Der Mensch und seine Früchte

Am Mittwoch sprach ich davon, dass ich beim Aufräumen die eine oder andere alte Geschichte und auch Gedichte von mir gefunden hab. Unter anderem war da ein kleines Notizbuch. Ich erkannte es sofort. A6, Ringsum mit illustrierten Delfinen bedruckt. Es lag sicher ein Jahrzehnt lang auf meinem Nachtisch. In meiner Schulzeit. Und immer, wenn mich etwas beschäftigte – im Guten oder Schlechten -, dann schrieb ich dort meine Gedanken hinein. Nicht im Sinne von „Liebes Tagebuch, heute war ein blöder Tag“. Nein, mehr in diesem Sinne…

Der Mensch und sein Lebensbaum

Ein junger Mensch pflanzte viele Samen in Töpfe. Er goss sie, hegte und pflegte sie.
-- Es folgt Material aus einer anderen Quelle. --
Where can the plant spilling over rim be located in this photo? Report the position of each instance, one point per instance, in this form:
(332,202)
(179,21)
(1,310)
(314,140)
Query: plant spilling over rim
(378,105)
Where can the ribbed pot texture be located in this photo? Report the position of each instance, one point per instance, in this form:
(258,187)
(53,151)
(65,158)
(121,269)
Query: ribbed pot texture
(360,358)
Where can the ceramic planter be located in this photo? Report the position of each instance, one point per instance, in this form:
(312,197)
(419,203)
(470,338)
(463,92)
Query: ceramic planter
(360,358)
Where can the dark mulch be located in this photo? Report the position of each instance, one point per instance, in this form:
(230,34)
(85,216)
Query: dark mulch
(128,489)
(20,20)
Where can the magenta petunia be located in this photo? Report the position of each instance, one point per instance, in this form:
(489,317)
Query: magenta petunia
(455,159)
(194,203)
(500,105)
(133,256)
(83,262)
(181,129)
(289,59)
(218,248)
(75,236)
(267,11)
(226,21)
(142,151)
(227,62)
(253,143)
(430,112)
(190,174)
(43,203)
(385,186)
Und eines Tages begannen sie, zu wachsen und zu gedeihen und Knospen zu treiben. Nur ein Same wollte und wollte einfach keine Blüten bringen und wuchs langsamer und kümmerlicher als alle anderen. Der Mensch ärgerte sich sehr darüber und beschloss diesen Samen aus seinem Topf zu entfernen und wegzuwerfen. Auf seinem Heimweg warf er ihn achtlos in den Straßengraben und vergaß den Samen.

Jahrzehnte zogen ins Land und als alter Mann kam er wieder in die Gegend seiner Jugend. Die sengende Hitze des Sommers brannte und er beschloss, eine Pause zu machen. Er setzte sich unter einen großen Baum und genoss die Kühle seines Schattens. Und er war nicht der einzige. Der Baum hatte eine so große Krone, dass ganze fünf Menschen gemeinsam darunter Schutz vor der Sonne fanden. Sie kamen mit dem alten Mann ins Gespräch und erzählten ihm von einem klugen Menschen, der vor vielen Jahren den Samen für diesen Baum gepflanzt hatte, um zukünftigen Reisenden zu helfen, der vorausdachte und nicht nur an sich selbst, der sich die Zeit nahm, einen Samen zu pflanzen, der erst unscheinbar und klein war und erst lange Zeit später zu einem prächtigen Baum heranwachsen sollte.

Da wurde dem alten Mann klar, dass sie von seinem Samen und seiner Tat sprachen, und ihm wurde ganz seltsam dabei, denn er hatte einst aus ganz anderen – egoistischen – Gründen gehandelt. Nun lobten diese fremden Menschen sein Tun ohne die Wahrheit zu ahnen. An diesem Tag schwor sich der Mann, nie wieder voreilig einen Samen wegzuwerfen. Denn er hatte begriffen, dass aus jedem noch so kleinen, unscheinbaren Ding etwas Großes, Wundervolles werden kann.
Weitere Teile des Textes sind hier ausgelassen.